Before the second coat got applied, I sanded everything down again, with 400 grit paper.
Then I applied a coat of General Finishes High Performance, Water-based Polyurethane.
When that was dry, I mixed up a small amount of 5-minute epoxy and dabbed a bit around the slot ledge.
I pressed my metal slot washers into place with the help of a large common screw driver. They were tight so I probably didn’t need the epoxy, but it didn’t hurt.
The last things I need to make are some wedges. I had a pack of wedges for shimming doors and windows, but I wanted walnut so that it would shrink and expand at the same rate as the walnut legs. I decided to use the shim to help me cut the new wedges by holding my block against it as I cut.
This set the angle and after the first one was cut, I flipped the block over and moved the fence toward the blade far enough to make the wide part of my wedge about 1/8″ thick and cut again.
I could only get about 5 or 6 wedges before my fingers were too close to the blade to be safe so I cut several more blocks and cut each one before moving the fence.
After I had about 2 dozen wedges, I mixed up a batch of West Systems epoxy.
I painted the outside of the tenons, and slid the foot onto it.
Then I painted the epoxy onto the wedge and set them into the slits at the end of the tenons.
I drove the wedges down with a hammer to widen the base of the tenons and lock them into the mortises.
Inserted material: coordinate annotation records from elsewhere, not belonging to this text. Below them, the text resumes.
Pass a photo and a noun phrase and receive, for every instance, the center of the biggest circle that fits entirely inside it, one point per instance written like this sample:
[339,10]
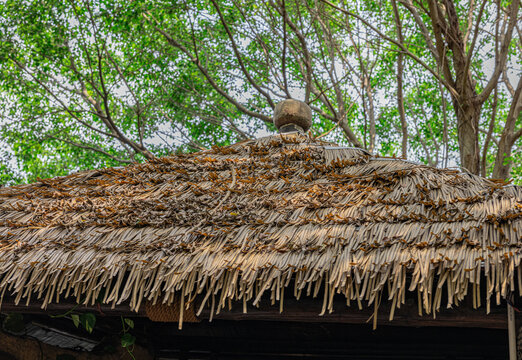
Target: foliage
[104,83]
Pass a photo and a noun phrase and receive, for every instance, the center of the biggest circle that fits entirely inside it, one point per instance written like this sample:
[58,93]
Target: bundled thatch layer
[237,222]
Then I flooded the end of the tenon with the left-over epoxy to coat the end and fill any voids.
Then I repeated the process on the second leg and let them dry over night.
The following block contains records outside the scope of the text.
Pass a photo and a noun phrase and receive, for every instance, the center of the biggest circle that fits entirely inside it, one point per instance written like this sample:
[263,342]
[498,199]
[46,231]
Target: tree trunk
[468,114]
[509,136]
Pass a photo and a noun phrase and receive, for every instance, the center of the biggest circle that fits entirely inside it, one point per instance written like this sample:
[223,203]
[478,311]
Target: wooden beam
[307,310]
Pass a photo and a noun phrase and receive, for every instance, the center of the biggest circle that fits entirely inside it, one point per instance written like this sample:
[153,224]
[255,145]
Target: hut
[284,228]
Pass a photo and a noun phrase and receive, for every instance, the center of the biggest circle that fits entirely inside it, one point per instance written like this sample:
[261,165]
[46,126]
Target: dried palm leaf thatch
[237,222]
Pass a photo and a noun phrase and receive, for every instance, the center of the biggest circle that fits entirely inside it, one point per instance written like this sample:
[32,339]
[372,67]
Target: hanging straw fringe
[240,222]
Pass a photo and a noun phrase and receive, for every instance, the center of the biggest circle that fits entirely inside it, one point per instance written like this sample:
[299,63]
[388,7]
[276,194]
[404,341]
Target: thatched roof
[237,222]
While they were drying, I decided to coat the inside of the center leg mortise with some Tung oil. It will soak into the wood and cure, protecting the opening from absorbing or losing moisture, but not add a film to reduce the inside width of the hole.
The next day, I flipped over the legs and repeated the process on the top pieces.
I did a test fit to make sure everything still fit properly.
A few of my wedges were sticking out, so I used my chisel to pare them down, then applied a coat of finish to them.
My customer requested some rubber pads be applied to the feet so I ordered some that were 4″x4″ and installed them on the bottom of the feet.
Everything is done so it is time to assemble the table for the first time. I set up the legs and the cross bar, but removed the tusk wedges until after the screws were installed. This allows the legs to shift around a bit for perfect alignment.
I had to lay on the floor and nudge the top until the threaded inserts aligned with the slots. Then I loosely inserted my 5/16-18 x 1-1/4″ long bolts.
After all four bolts were installed, I set the tusk tenons into their locations and snugged them down with a few taps. Then I tightened the bolts.
Everything went together beautifully, but sitting out here under the lights, I could see some of my brush strokes in the finish. I would have preferred to apply a spray on finish but with the size of the table, I did not have any place to do it in my shop.
I did, however, have the space to do it in my finished basement… Don’t tell my wife but I may have spread around a bunch of drop cloths and used my HVLP sprayer to apply one final coat of polyurethane on the top of the table to give it a smooth satin finish. There are no pictures of this actually happening, so I will deny it if she finds any finish stuck to the floor or furniture… It was water-based finish and any atomized vapor should dry before it lands on the ground, plus there are no fumes, so you can’t prove anything…
The final finish looks fantastic!
And yes, I took a few glamour shots…
When you apply a fine spray finish, there a slightly rough feel due to the dry particles landing on the drying surface. This can be easily buffed out with a crumpled up piece of brown paper.
Look at that final finish, smooth and satiny.
Next step will be to break everything down and haul it to the warehouse that will crate it up and ship it Israel. I hope my clients enjoy it for many years to come.